La conformité des sous-traitants : une obligation souvent sous-estimée qui peut coûter très cher
Dans beaucoup d’entreprises, la sous-traitance est devenue indispensable.
BTP, informatique, maintenance, sécurité, événementiel, logistique, nettoyage… rares sont les sociétés qui travaillent aujourd’hui sans prestataires extérieurs.
Pourtant, une réalité reste encore largement méconnue :
en France, le donneur d’ordre porte une responsabilité importante concernant la conformité de ses sous-traitants.
Et cette responsabilité ne se limite pas à “demander un Kbis”.
Une obligation légale dès 5 000 € de prestation
À partir de 5 000 € HT de contrat, le donneur d’ordre doit notamment vérifier que son sous-traitant respecte ses obligations sociales et fiscales.
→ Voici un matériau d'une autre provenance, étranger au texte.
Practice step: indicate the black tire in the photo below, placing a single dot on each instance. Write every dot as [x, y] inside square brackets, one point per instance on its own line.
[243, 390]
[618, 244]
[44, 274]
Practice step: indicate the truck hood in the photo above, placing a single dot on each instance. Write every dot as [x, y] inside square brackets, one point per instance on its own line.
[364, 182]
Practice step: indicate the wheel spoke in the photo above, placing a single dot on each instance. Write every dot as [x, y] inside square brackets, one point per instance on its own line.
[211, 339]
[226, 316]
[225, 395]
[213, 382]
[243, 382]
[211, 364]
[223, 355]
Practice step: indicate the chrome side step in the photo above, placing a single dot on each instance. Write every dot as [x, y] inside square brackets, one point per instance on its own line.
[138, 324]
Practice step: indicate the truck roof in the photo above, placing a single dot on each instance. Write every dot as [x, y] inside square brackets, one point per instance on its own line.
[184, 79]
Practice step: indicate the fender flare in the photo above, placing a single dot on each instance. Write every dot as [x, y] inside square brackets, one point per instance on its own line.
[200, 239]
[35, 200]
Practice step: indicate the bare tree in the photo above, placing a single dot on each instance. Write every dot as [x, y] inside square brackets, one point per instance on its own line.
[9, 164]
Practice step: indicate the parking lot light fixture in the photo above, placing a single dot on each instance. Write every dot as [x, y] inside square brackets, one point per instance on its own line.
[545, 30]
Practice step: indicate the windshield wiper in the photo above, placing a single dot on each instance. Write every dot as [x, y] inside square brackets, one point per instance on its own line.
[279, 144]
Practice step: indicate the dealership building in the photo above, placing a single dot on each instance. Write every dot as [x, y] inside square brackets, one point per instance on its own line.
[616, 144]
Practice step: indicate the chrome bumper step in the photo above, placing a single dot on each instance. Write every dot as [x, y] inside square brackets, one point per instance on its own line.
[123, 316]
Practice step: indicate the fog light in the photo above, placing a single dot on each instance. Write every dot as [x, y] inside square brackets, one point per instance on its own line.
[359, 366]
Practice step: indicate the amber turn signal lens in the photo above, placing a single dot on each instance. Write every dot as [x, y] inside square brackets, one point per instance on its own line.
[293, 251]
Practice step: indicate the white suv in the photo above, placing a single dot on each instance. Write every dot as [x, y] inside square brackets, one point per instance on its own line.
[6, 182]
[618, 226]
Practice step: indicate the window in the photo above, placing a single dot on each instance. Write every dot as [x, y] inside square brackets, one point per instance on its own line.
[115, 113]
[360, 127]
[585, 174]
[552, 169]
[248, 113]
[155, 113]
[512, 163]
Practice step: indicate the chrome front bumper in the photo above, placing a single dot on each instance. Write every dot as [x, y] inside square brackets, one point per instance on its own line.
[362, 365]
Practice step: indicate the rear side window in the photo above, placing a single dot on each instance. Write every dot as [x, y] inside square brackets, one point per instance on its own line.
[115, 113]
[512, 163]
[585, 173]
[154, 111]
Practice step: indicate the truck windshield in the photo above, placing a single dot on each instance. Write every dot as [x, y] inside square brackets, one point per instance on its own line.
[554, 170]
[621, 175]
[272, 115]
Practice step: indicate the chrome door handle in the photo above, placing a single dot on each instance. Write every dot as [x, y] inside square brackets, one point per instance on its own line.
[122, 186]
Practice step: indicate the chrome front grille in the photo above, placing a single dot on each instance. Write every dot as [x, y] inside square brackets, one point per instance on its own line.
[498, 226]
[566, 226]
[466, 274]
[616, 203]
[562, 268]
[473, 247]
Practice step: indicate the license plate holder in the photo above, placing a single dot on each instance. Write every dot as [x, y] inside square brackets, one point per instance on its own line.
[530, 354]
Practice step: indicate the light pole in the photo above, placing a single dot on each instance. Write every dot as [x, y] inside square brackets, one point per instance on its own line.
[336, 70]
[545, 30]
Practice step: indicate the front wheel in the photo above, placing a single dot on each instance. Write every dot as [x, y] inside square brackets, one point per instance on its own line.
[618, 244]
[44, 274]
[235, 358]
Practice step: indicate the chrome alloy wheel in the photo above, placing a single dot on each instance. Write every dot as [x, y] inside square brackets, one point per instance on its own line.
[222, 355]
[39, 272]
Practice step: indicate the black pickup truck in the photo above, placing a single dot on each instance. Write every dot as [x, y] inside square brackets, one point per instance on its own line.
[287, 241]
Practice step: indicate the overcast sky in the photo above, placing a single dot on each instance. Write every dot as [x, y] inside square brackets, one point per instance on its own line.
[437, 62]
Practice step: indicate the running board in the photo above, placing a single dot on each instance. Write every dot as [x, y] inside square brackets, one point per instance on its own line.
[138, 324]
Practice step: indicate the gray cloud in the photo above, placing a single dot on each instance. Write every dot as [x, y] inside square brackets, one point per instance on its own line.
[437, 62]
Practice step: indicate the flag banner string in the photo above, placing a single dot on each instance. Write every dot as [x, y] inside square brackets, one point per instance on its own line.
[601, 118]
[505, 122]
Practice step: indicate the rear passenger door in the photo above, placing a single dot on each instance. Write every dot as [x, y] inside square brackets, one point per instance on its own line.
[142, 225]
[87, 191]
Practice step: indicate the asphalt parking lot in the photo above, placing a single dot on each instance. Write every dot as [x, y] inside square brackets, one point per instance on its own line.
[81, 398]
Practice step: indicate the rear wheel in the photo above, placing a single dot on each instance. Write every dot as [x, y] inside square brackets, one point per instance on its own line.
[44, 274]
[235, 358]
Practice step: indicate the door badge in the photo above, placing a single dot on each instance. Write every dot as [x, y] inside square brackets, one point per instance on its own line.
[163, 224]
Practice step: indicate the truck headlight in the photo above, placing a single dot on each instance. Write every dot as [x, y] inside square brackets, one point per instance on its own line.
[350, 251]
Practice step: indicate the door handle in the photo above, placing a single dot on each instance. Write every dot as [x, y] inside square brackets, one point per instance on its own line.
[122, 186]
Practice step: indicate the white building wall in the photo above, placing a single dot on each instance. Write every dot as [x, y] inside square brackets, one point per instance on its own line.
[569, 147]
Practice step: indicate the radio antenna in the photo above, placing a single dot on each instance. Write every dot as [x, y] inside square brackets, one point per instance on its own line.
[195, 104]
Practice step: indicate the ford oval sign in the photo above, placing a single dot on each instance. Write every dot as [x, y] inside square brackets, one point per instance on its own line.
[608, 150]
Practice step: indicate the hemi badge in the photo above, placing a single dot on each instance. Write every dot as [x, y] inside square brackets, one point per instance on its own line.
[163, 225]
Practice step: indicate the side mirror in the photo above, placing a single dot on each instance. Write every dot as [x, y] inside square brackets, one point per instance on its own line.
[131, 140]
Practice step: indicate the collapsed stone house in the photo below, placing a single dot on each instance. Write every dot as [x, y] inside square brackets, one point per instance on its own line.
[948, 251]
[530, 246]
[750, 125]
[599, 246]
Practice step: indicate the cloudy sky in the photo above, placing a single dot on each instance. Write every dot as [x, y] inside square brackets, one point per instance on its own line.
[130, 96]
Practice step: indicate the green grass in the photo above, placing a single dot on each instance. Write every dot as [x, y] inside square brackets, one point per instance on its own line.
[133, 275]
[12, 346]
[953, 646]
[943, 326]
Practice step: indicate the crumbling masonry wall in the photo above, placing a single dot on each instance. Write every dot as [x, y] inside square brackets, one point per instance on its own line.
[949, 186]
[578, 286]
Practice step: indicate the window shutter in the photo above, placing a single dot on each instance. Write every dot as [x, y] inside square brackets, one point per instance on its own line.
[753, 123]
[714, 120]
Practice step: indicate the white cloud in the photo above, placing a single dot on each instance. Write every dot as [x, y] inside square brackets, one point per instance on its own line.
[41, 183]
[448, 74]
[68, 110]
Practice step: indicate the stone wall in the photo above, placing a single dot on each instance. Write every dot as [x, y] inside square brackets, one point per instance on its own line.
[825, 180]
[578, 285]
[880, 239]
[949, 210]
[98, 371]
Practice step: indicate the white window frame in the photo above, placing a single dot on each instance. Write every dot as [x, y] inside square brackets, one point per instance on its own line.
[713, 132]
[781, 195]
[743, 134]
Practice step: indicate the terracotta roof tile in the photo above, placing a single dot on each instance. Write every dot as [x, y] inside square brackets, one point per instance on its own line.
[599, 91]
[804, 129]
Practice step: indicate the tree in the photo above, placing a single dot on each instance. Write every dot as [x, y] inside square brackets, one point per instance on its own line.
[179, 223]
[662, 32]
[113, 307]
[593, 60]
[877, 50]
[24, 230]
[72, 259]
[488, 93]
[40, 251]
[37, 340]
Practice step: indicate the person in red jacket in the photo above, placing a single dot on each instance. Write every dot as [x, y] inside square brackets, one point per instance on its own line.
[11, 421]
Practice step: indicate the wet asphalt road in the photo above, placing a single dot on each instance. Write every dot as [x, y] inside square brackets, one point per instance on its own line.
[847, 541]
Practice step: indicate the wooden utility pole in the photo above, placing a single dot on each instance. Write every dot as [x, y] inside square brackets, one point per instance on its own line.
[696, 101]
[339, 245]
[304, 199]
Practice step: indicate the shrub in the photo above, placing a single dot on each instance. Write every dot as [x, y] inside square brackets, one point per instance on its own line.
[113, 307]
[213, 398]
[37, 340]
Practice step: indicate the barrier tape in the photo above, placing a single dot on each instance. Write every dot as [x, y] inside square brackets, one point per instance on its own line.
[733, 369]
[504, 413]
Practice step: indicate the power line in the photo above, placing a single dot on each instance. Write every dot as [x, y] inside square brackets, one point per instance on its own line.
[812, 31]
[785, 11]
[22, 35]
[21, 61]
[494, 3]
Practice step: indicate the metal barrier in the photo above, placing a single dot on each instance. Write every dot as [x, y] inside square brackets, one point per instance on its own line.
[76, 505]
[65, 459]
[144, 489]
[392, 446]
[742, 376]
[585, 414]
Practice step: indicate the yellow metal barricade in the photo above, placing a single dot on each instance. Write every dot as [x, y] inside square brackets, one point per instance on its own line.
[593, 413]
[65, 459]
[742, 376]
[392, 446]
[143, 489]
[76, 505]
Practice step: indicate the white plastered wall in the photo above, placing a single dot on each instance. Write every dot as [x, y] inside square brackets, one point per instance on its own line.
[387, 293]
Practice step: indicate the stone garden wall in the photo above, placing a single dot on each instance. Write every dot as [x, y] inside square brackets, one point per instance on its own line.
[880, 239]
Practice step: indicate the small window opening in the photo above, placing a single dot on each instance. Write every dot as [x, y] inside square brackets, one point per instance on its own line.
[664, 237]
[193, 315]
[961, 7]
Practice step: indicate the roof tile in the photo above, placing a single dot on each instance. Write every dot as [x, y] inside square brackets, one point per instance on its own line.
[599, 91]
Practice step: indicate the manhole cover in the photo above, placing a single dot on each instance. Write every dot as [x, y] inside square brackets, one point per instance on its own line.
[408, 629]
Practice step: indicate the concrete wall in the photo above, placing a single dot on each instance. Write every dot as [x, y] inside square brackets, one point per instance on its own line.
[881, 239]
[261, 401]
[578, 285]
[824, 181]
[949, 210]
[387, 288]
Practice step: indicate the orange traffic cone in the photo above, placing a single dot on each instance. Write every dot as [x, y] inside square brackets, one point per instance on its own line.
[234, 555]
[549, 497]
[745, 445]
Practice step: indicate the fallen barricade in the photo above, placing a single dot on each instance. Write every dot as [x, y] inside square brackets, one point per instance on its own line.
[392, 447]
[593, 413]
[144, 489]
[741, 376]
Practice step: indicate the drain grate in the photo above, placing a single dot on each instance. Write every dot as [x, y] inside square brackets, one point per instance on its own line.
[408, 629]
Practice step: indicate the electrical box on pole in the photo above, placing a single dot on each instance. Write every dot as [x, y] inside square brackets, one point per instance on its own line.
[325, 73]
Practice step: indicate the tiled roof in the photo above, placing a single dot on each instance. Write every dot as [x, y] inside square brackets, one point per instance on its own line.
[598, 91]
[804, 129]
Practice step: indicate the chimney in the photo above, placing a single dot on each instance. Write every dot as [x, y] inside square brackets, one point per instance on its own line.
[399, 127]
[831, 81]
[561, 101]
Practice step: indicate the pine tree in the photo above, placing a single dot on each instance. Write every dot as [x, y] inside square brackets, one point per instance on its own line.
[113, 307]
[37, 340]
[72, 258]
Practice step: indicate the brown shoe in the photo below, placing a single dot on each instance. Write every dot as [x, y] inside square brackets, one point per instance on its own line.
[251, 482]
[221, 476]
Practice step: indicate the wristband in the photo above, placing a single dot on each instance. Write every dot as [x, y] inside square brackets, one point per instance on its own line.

Cela implique par exemple de contrôler :
- l’attestation de vigilance URSSAF,
- la régularité fiscale,
- certaines assurances professionnelles,
- le droit au travail des intervenants,
- ou encore des habilitations spécifiques selon le secteur d’activité.
Dans le BTP, les exigences vont encore plus loin avec des documents comme :
- la carte BTP,
- l’assurance décennale,
- le PPSPS,
- les habilitations chantier,
- ou les déclarations liées aux travailleurs détachés étrangers.
Le problème ?
Ces obligations ne concernent pas uniquement la signature du contrat.
Elles doivent être suivies dans le temps.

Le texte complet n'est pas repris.